Toutefois, cette évasion se doit d’être organisée dans les plus brefs délais. En effet, le caractère pressant de ce projet s’explique par la présence de trois facteurs : l’amenuisement des provisions, l’approche de la mousson et la précarité de leur situation.
Ainsi, le 29 juin 1965, Profitant d’un moment d’inattention durant lequel les gardes se rendent à la cuisine sans leurs armes, Dieter et ses hommes se défont de leurs liens et abattent quelques gardes avant de s’enfuir en plusieurs groupes.
Martin et Dengler s’aventurent donc à deux dans l’hostile jungle qui borde le camp. Leur objectif est de parvenir au fleuve Mékong d’où ils pourront s’échapper par la Thaïlande. Toutefois le groupe ne réussit jamais qu’à s’éloigner de quelques kilomètres de son point de départ.
Désespérés et à bout de forces, ils poursuivent leur route vers un petit village indigène où ils décident de s’arrêter pour voler de la nourriture. Il s’agit là d’une mauvaise idée, Dengler le sait. Néanmoins, la malaria affaiblit peu à peu son compagnon et il s’avère donc nécessaire qu’il reprenne des forces.
Ils sont malheureusement repérés par les autochtones qui, dans un élan de cruauté, décapitent Duane Martin et livrent ainsi Dengler à une solitude aussi profonde que la jungle qui l’abrite. Pendant plusieurs jours il échappe ensuite à ses poursuivants et parvient même à leur voler quelques provisions.

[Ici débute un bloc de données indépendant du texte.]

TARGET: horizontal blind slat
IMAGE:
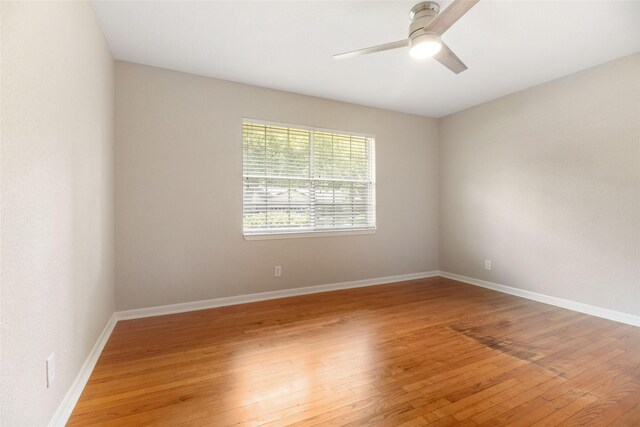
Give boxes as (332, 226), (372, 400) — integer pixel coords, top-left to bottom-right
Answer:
(242, 121), (375, 234)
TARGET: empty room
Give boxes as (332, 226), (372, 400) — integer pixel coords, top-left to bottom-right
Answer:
(0, 0), (640, 427)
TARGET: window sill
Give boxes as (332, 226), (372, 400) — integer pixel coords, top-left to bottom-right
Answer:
(243, 228), (376, 240)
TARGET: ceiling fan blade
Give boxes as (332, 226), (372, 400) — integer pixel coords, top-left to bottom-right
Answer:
(433, 42), (467, 74)
(333, 39), (409, 59)
(424, 0), (480, 35)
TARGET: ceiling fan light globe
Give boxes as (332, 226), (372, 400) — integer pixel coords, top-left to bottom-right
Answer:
(409, 34), (442, 59)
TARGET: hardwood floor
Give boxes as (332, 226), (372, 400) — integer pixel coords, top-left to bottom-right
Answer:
(69, 277), (640, 426)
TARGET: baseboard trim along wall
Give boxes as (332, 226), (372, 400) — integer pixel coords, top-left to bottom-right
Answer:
(116, 271), (439, 320)
(49, 313), (118, 427)
(439, 271), (640, 326)
(49, 271), (640, 427)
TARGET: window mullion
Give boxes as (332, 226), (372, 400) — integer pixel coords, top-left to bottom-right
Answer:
(309, 131), (317, 230)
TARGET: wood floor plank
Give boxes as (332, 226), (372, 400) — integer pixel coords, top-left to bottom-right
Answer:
(68, 277), (640, 427)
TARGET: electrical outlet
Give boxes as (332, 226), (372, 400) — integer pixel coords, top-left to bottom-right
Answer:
(45, 353), (56, 388)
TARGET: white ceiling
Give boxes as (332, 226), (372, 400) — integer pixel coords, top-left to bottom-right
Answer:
(93, 0), (640, 117)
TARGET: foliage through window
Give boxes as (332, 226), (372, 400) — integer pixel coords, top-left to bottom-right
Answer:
(242, 121), (376, 235)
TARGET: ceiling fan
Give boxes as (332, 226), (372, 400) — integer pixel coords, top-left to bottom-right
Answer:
(333, 0), (480, 74)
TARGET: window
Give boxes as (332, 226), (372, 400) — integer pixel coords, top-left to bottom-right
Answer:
(242, 120), (376, 238)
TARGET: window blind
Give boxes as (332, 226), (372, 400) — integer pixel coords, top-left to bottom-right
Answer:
(242, 121), (376, 235)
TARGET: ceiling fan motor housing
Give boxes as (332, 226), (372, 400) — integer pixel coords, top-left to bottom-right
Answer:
(409, 1), (440, 42)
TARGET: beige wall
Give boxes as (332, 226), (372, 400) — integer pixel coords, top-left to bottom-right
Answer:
(116, 62), (438, 310)
(439, 54), (640, 315)
(0, 2), (114, 427)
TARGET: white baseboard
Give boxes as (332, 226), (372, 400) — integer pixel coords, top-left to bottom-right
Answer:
(49, 313), (118, 427)
(49, 271), (640, 427)
(115, 271), (439, 320)
(439, 271), (640, 326)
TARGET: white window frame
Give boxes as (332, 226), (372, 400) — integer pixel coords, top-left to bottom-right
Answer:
(240, 117), (378, 240)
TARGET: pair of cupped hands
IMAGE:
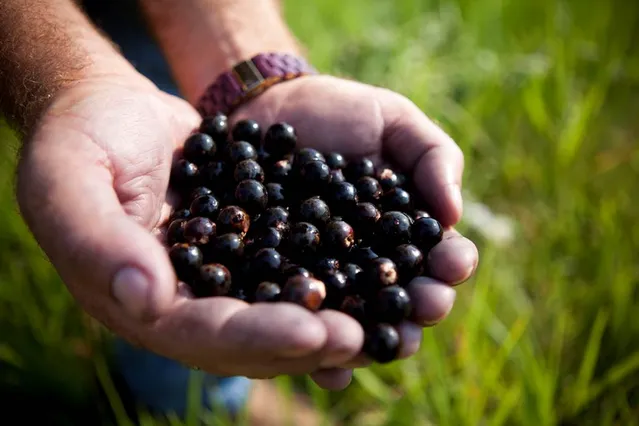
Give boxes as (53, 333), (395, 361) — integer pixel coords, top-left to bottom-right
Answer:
(17, 68), (478, 389)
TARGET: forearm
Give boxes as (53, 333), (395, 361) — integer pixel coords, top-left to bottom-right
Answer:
(142, 0), (300, 103)
(0, 0), (135, 134)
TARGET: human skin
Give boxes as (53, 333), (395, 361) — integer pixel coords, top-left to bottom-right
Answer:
(0, 0), (477, 388)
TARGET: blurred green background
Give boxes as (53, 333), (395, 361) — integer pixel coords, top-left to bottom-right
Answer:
(0, 0), (639, 426)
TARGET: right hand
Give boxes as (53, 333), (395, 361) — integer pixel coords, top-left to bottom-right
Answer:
(18, 73), (363, 387)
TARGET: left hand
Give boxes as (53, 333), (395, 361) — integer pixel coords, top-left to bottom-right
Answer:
(231, 76), (478, 389)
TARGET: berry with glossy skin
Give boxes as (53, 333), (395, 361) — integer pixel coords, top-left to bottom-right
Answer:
(250, 248), (282, 282)
(280, 275), (326, 311)
(166, 219), (187, 246)
(257, 207), (289, 232)
(363, 257), (399, 290)
(255, 281), (282, 303)
(326, 182), (358, 215)
(266, 182), (287, 206)
(206, 234), (244, 267)
(190, 195), (220, 220)
(297, 198), (331, 229)
(377, 167), (399, 192)
(171, 158), (200, 187)
(330, 170), (346, 183)
(184, 217), (215, 245)
(182, 133), (217, 165)
(377, 211), (411, 246)
(189, 186), (213, 202)
(267, 160), (293, 183)
(344, 158), (375, 182)
(294, 148), (326, 167)
(233, 120), (262, 148)
(322, 220), (355, 253)
(325, 152), (346, 170)
(264, 123), (297, 158)
(348, 247), (379, 269)
(169, 243), (202, 282)
(288, 222), (320, 256)
(363, 324), (401, 364)
(355, 176), (382, 204)
(169, 209), (193, 222)
(226, 141), (257, 164)
(200, 114), (229, 144)
(191, 263), (231, 297)
(339, 295), (371, 327)
(413, 210), (430, 220)
(391, 244), (424, 285)
(349, 203), (382, 238)
(372, 285), (412, 325)
(233, 160), (264, 183)
(217, 206), (251, 235)
(321, 270), (348, 309)
(382, 187), (413, 213)
(412, 217), (444, 254)
(235, 179), (268, 214)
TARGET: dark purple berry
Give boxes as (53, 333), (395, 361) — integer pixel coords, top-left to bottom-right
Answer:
(391, 244), (424, 285)
(226, 141), (257, 164)
(182, 133), (217, 165)
(344, 158), (375, 182)
(377, 168), (399, 192)
(297, 198), (331, 229)
(377, 211), (411, 248)
(322, 220), (355, 253)
(288, 222), (320, 256)
(171, 159), (200, 187)
(235, 179), (268, 214)
(372, 285), (411, 325)
(217, 206), (251, 235)
(190, 195), (220, 220)
(166, 219), (187, 246)
(191, 263), (231, 297)
(169, 243), (202, 283)
(233, 120), (262, 148)
(326, 152), (346, 170)
(280, 275), (326, 311)
(251, 248), (282, 282)
(258, 207), (289, 232)
(363, 324), (401, 364)
(382, 187), (412, 212)
(362, 257), (399, 290)
(200, 114), (229, 144)
(233, 160), (264, 183)
(355, 176), (382, 204)
(326, 182), (358, 214)
(264, 123), (297, 158)
(266, 182), (287, 207)
(255, 281), (282, 303)
(267, 160), (293, 183)
(169, 209), (193, 222)
(184, 217), (215, 245)
(412, 217), (444, 254)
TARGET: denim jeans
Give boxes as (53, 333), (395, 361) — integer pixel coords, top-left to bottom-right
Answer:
(84, 0), (251, 416)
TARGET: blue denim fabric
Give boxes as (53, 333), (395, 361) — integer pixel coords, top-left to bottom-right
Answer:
(84, 0), (251, 417)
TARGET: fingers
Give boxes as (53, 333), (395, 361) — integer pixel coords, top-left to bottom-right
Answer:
(18, 128), (176, 329)
(427, 230), (479, 285)
(311, 368), (353, 391)
(381, 91), (464, 226)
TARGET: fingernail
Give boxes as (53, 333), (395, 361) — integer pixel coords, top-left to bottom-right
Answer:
(111, 268), (150, 318)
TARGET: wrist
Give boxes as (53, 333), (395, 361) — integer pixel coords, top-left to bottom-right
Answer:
(142, 0), (302, 104)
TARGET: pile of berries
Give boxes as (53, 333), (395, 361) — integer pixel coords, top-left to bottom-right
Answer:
(167, 115), (443, 363)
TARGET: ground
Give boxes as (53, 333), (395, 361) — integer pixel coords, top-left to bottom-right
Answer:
(0, 0), (639, 426)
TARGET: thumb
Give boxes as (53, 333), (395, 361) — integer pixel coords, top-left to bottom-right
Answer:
(17, 129), (176, 332)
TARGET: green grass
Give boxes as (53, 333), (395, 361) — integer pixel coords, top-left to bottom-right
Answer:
(0, 0), (639, 426)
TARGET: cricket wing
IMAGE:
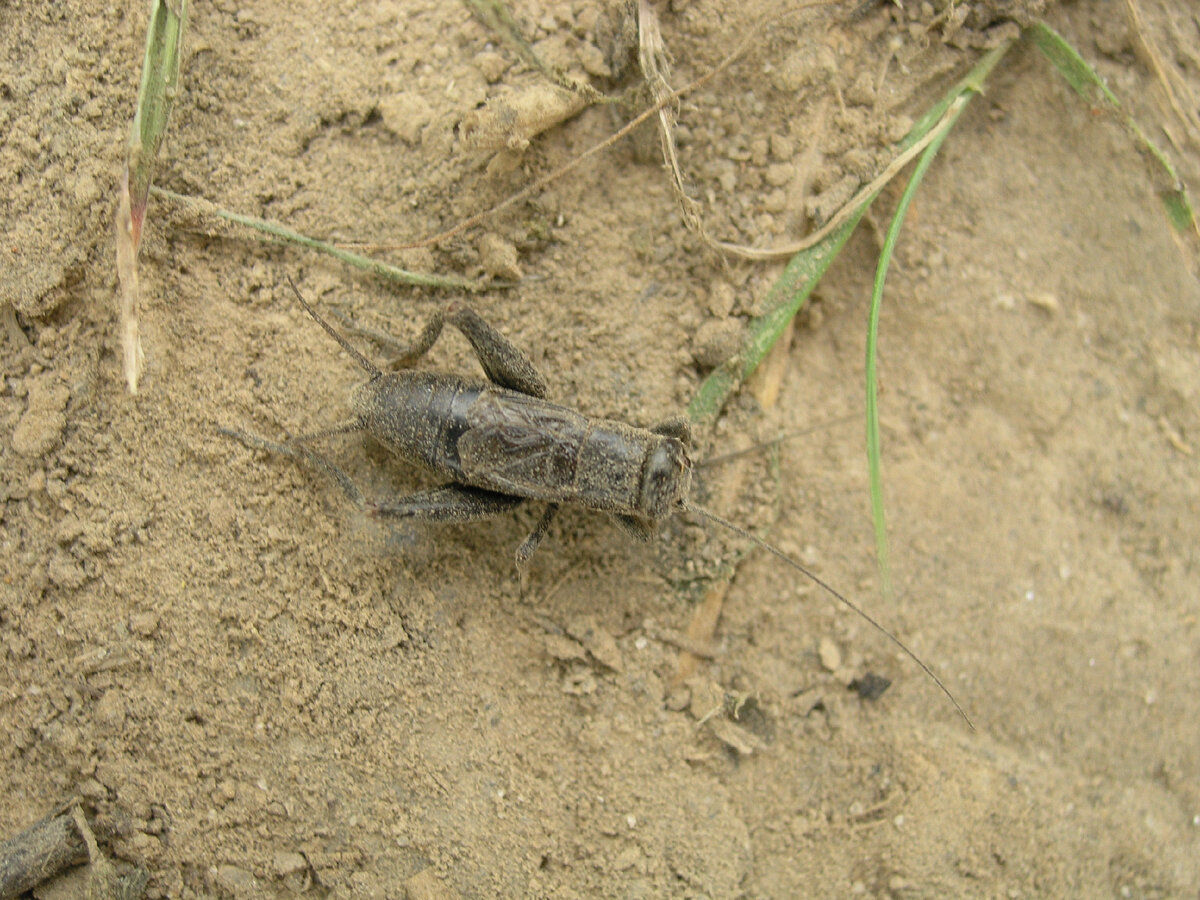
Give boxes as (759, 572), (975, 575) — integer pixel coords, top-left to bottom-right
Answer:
(458, 392), (588, 502)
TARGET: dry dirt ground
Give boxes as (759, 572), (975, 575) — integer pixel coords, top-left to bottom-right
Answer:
(0, 0), (1200, 898)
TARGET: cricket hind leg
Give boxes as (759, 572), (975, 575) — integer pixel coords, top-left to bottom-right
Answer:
(335, 301), (548, 398)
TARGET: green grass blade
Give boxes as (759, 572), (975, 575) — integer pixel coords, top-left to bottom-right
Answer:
(688, 44), (1010, 426)
(127, 0), (187, 242)
(1025, 22), (1200, 235)
(115, 0), (187, 394)
(150, 187), (489, 292)
(688, 211), (874, 427)
(866, 94), (972, 596)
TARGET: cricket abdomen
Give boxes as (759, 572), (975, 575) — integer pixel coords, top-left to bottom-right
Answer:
(350, 372), (490, 484)
(352, 372), (691, 522)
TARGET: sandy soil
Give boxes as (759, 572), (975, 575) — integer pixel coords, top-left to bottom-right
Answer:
(0, 0), (1200, 898)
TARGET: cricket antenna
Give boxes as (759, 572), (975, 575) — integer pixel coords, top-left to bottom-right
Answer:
(288, 275), (383, 379)
(683, 503), (976, 731)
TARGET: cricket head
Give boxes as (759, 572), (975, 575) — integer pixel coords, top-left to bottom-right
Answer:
(640, 438), (691, 522)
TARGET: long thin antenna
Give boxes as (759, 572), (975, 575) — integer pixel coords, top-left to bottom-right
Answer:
(288, 275), (383, 379)
(683, 503), (976, 731)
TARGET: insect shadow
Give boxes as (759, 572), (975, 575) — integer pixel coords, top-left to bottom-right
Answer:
(220, 278), (974, 728)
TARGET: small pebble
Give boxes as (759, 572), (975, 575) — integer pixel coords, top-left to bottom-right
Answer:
(479, 232), (522, 281)
(817, 637), (841, 672)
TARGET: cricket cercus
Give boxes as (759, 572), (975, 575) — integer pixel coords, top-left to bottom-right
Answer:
(222, 280), (973, 727)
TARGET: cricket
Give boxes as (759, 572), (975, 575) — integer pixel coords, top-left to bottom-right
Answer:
(220, 277), (974, 730)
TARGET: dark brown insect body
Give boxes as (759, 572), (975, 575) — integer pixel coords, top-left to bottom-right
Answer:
(223, 284), (973, 727)
(350, 372), (691, 534)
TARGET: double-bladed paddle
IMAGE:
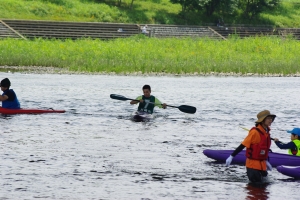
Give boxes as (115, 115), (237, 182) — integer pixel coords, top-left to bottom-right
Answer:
(110, 94), (197, 114)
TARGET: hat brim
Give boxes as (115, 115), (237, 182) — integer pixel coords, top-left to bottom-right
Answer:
(255, 114), (276, 123)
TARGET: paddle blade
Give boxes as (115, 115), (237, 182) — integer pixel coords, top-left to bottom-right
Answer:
(110, 94), (130, 101)
(178, 105), (197, 114)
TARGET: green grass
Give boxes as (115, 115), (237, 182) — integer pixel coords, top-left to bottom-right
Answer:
(0, 36), (300, 75)
(0, 0), (300, 27)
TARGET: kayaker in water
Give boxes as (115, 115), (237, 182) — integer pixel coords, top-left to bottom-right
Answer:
(274, 128), (300, 156)
(0, 78), (20, 109)
(226, 110), (276, 183)
(130, 85), (167, 114)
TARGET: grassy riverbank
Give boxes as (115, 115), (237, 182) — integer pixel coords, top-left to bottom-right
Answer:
(0, 36), (300, 75)
(0, 0), (300, 27)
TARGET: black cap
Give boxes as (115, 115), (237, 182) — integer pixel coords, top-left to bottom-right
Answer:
(0, 78), (10, 87)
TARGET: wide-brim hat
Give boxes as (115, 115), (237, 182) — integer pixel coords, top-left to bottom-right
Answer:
(0, 78), (10, 87)
(287, 128), (300, 136)
(255, 110), (276, 123)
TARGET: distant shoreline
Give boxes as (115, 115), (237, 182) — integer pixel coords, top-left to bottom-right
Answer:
(0, 66), (300, 77)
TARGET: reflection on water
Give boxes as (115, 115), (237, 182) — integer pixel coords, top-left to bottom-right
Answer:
(246, 183), (269, 200)
(0, 73), (300, 199)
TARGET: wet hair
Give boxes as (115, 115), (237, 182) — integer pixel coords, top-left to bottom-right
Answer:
(143, 85), (151, 92)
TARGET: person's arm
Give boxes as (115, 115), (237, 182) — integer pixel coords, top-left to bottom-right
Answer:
(130, 96), (143, 104)
(275, 141), (296, 149)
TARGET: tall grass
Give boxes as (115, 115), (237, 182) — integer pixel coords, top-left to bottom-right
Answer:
(0, 36), (300, 74)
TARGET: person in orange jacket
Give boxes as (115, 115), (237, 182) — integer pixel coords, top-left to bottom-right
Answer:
(226, 110), (276, 182)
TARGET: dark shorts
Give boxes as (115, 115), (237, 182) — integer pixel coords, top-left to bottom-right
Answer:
(247, 168), (268, 183)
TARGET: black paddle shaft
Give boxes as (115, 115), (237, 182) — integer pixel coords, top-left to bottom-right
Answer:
(110, 94), (197, 114)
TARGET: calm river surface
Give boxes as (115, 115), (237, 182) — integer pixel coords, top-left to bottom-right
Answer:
(0, 73), (300, 199)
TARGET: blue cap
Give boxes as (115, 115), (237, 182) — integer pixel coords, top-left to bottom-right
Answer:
(287, 128), (300, 136)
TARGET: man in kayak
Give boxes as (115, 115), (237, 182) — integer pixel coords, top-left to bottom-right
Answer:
(274, 128), (300, 156)
(226, 110), (276, 183)
(0, 78), (20, 109)
(130, 85), (167, 114)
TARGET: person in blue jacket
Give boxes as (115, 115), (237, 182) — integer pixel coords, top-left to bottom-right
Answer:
(0, 78), (20, 109)
(274, 128), (300, 156)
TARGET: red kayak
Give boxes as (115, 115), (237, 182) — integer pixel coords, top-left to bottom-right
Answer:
(0, 107), (66, 115)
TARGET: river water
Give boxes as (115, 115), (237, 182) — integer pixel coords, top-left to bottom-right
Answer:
(0, 73), (300, 199)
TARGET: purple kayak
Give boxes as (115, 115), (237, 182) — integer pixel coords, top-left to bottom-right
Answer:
(203, 149), (300, 167)
(277, 165), (300, 179)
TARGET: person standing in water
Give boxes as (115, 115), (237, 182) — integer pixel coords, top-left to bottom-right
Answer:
(226, 110), (276, 183)
(130, 85), (167, 114)
(0, 78), (20, 109)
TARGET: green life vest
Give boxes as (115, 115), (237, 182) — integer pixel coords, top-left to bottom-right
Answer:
(138, 95), (155, 114)
(289, 140), (300, 156)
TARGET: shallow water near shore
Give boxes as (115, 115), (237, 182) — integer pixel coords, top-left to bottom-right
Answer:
(0, 73), (300, 199)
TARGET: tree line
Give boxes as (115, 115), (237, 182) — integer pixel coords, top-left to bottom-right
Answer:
(170, 0), (280, 19)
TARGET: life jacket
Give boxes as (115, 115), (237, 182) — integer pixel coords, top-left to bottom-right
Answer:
(288, 140), (300, 156)
(2, 89), (20, 109)
(246, 127), (271, 160)
(138, 95), (155, 114)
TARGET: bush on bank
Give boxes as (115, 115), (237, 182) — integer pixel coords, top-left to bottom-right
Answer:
(0, 36), (300, 75)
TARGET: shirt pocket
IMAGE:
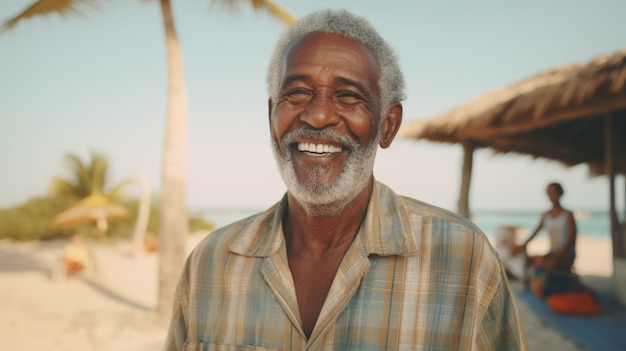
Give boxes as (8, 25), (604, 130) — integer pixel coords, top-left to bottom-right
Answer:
(183, 341), (280, 351)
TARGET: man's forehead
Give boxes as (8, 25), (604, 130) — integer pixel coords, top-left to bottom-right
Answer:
(280, 31), (379, 80)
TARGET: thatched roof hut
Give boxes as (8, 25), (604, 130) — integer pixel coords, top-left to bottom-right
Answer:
(400, 49), (626, 305)
(401, 49), (626, 174)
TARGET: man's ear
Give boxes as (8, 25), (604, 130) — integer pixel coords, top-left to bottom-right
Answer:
(380, 102), (402, 149)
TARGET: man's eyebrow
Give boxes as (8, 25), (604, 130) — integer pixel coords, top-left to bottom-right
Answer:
(281, 74), (309, 88)
(335, 77), (371, 95)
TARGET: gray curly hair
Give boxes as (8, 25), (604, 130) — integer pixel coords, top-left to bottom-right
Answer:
(267, 9), (405, 116)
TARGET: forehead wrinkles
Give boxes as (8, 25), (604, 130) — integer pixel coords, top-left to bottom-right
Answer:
(280, 32), (380, 93)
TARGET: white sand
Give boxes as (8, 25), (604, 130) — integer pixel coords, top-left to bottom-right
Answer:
(0, 235), (612, 351)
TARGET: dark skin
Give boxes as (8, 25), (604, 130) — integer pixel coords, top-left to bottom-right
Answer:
(268, 33), (402, 337)
(511, 186), (576, 270)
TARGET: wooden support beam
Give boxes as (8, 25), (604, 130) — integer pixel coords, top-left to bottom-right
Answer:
(457, 142), (474, 218)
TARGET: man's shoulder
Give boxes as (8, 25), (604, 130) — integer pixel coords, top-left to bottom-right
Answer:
(192, 205), (277, 256)
(400, 192), (482, 234)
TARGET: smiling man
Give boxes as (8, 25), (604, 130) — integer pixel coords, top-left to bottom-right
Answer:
(165, 10), (526, 350)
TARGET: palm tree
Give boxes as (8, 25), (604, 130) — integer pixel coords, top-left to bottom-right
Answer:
(50, 152), (132, 201)
(0, 0), (295, 319)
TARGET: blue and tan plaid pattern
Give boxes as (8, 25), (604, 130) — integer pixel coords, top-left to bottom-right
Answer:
(164, 182), (526, 351)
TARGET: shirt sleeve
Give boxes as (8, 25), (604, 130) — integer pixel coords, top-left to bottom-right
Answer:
(163, 260), (189, 351)
(475, 269), (528, 350)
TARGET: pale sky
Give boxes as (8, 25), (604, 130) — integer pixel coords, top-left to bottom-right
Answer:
(0, 0), (626, 211)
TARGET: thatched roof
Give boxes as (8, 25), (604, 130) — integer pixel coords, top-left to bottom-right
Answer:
(401, 49), (626, 174)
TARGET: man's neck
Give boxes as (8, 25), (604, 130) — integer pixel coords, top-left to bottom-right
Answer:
(283, 180), (373, 257)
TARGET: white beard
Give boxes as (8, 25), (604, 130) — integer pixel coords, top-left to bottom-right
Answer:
(272, 128), (380, 217)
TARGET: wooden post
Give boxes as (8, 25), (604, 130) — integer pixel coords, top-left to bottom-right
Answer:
(604, 113), (624, 258)
(457, 142), (474, 218)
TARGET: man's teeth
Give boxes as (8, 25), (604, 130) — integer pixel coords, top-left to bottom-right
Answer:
(298, 143), (341, 154)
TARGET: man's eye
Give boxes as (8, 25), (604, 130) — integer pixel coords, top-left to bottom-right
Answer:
(284, 88), (313, 102)
(335, 91), (363, 105)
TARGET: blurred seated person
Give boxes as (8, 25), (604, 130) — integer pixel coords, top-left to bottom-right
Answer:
(511, 183), (576, 272)
(63, 234), (92, 277)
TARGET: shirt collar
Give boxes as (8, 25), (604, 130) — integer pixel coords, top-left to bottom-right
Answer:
(230, 181), (421, 257)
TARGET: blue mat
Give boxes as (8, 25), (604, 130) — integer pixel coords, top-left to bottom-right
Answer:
(516, 290), (626, 351)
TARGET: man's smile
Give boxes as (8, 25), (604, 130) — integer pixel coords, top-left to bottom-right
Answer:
(298, 143), (341, 155)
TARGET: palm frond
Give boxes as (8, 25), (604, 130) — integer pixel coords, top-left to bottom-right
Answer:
(0, 0), (101, 34)
(251, 0), (296, 26)
(210, 0), (296, 26)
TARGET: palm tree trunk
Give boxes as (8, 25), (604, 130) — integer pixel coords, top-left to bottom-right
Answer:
(157, 0), (188, 320)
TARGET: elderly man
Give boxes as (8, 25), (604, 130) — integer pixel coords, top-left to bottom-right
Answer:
(165, 10), (526, 350)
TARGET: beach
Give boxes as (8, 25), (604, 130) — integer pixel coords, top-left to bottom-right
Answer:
(0, 233), (612, 351)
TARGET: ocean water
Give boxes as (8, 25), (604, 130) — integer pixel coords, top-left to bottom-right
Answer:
(200, 208), (610, 238)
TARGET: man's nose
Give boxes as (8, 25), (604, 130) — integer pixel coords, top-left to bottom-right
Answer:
(300, 95), (339, 129)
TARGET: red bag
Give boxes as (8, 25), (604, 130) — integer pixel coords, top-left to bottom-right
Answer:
(546, 291), (602, 316)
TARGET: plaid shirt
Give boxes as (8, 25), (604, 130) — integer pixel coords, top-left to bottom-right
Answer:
(164, 182), (526, 351)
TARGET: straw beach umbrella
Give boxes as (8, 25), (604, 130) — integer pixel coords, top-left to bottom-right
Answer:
(400, 49), (626, 304)
(51, 195), (128, 235)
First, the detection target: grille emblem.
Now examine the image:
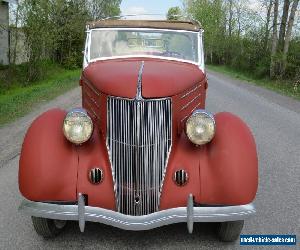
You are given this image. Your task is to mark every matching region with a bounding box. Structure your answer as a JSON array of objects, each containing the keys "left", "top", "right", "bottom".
[
  {"left": 89, "top": 168, "right": 103, "bottom": 184},
  {"left": 174, "top": 169, "right": 189, "bottom": 187}
]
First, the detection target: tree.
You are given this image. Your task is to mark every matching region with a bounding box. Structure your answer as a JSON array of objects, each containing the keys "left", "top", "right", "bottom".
[
  {"left": 282, "top": 0, "right": 299, "bottom": 74},
  {"left": 87, "top": 0, "right": 121, "bottom": 20},
  {"left": 270, "top": 0, "right": 279, "bottom": 79},
  {"left": 167, "top": 6, "right": 181, "bottom": 20},
  {"left": 264, "top": 0, "right": 273, "bottom": 51},
  {"left": 278, "top": 0, "right": 291, "bottom": 51},
  {"left": 19, "top": 0, "right": 121, "bottom": 81}
]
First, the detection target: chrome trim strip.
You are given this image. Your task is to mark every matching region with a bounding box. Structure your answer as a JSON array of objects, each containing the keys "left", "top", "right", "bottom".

Enfin, le 20 juillet, au terme de vingt-trois jours de cavale et de survie dans la jungle laotienne, une escadrille de deux skyraiders de l’Air Force américaine observe une tache blanche dans la végétation touffue de la flore en contrebas. Le commandant de cette escadrille, Eugene Peyton Deatrick, survole à nouveau la zone et repère un homme agitant un objet blanc. Dieter Dengler est alors secouru par une équipe de sauvetage et pris en charge par une unité de soin médical.
Ce n’est pourtant qu’à son arrivée à l’hôpital de Da Nang, au Vietnam, que l’identité de Dengler est confirmée. Les médecins, au vu de son état de malnutrition avancé et des parasites qu’il a contractés, décident de le rapatrier par avion aux États-Unis.
La fin de sa vie, à l’instar de cet épisode marquant, est dominée par les lois de la tragédie. En effet, atteint de Sclérose latérale amyotrophique, un trouble neurologique incurable, il lui est bientôt impossible de se déplacer sans son fauteuil roulant. Le sens de l’honneur et la dignité de Dengler lui dictent d’opter pour une fin à l’image de son supplice : romanesque et spectaculaire.
Il se donne ainsi la mort le 7 février 2001 et est enterré au cimetière national de Arlington dans les plus grands honneurs.